Pre-heat oven to 170C (convention)/150C (fan-forced/convection). Line a rimmed bakjng sheet with baking paper.
Place tahini in a small heavy bottomed saucepan on medium heat. Add maple syrup and coconut sugar. Cook for a minute, stirring until smooth and warmed through. Remove from heat.
Place almond meal, salt, vanilla, ginger, cinnamon, nutmeg and allspice in a medium bowl. Mix gently. Add the tahini mixture and mix with a wooden spoon until just combined.
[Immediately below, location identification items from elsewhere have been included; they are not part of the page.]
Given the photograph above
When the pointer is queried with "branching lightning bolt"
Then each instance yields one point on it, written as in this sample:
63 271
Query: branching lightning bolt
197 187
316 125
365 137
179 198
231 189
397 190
Using your hands, knead into a stiff dough. Divide in two portions.
Cut two large squares of baking paper (30cm). Place a portion of the dough between the squares and gently roll to just less than a 1/4 inch thickness. Use a press and spread technique rather than rolling freely as the tahini dough is hard and requires a firm hand to roll.
Cut into desired shapes using cookie cutters. Place on a baking sheet lined with baking paper (about 1/2 inch apart). Repeat with the remaining dough portion.
Bake cookies in the pre-heated oven for approximately 13-14 minutes.
Remove from oven. Allow to cool completely on the trays. Ice with white icing or dust with icing sugar. Store in an air-tight container in a cool corner of your kitchen for up to two weeks.
Notes
I use a half runny tahini and half dense tahini. The dense tahini helps make the dough stiff and gives the gingerbread cookie a tough, biscuit-like quality. This makes it ideal for gingerbread house projects, making gingerbread buttons or other Christmas decorations and gift tags that need to be strung.If you like a softer, chewy cookie like my Vegan Tahini Cookies - use only runny tahini and bake for 10-11 minutes.The dough is stiff and oily (due to the tahini). The rolling of the dough should be more a pressing down action as opposed to rolling. Dough is also easy to pinch and patch if it cracks or tears.The cookies develop in flavour over 2-3 days and taste best after.The cookie dough is fine to be eaten raw and can be rolled into truffles and dipped in chocolate.